一次取得は容易なマンション・やや難しい戸建て、買い替えは深刻
財団法人東日本不動産流通機構(=東日本レインズ)はこのほど、首都圏における住宅取得難易度の推移と現状についてのレポートをまとめた。これは、経済全体のデフレ傾向が進むなかで、サラリーマン世帯の年収や貯畜額の減少とバブル期に住宅を購入した世帯の資産デフレの広がりが、一次取得と買い替えにどう影響しているかを、年収や貯畜、住宅ローンの借入条件や買い替え時の売却損益などを加味した取得難易度を推計し、取得環境の現状を探ったもの。住宅取得難易度は、一次取得では年間返済可能額と年間返済必要額の対比から作成しており、100を上回ると標準的な世帯はゆとりを持って購入できる水準、75を下回るとローンの借り入れ自体が困難になると考えられる。
それによると、一次取得の難易度は98年度まで上昇傾向にあったが99年度に横ばいに転じ、00年度も横ばいが続いた。ただ、中古マンションの00年度の難易度は、前年度比で4.7ポイント低下したが134.9で取得が容易な状況が続き、新築マンションも108.0とゆとりある取得が可能な状況が続いている。戸建住宅は中古がやや取得しやすい88.6、新築が75を下回る68.2で、ともに100を下回り、98年まで進んでいた改善が頭打ちになっている。地域別では、埼玉・千葉・神奈川で比較的取得が容易だが、東京はまだ困難な状況にある。

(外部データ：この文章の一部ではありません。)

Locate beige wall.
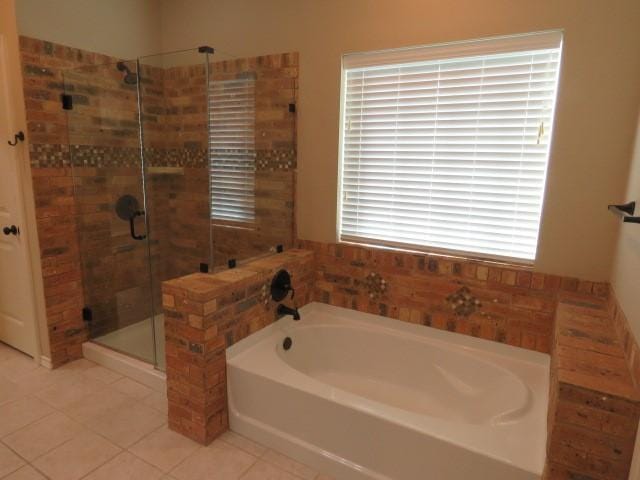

一方、買い替えはいずれの物件も難易度が低下し、さらに難しくなっている。これは、買い替え先の物権価格が下落したものの、築10年の売却物件の取得価格が非常に高い水準で、しかも当時のローン金利も高かったことから、ローン残高に売却価格を充当しても売却損が拡大し、しかも年収の低下が加わったため。中古マンションへの買い替え難易度は61.3、新築マンションでは61.9と、金利や借入期間の融資条件が異なるため結果として同水準。戸建て住宅は過去9年間、難易度が100を超えたことがないが、97年以降はさらに悪化して75を下回り、00年度は中古が51.7、新築が44.6となり、買い替えがほぼ不可能な状況にある。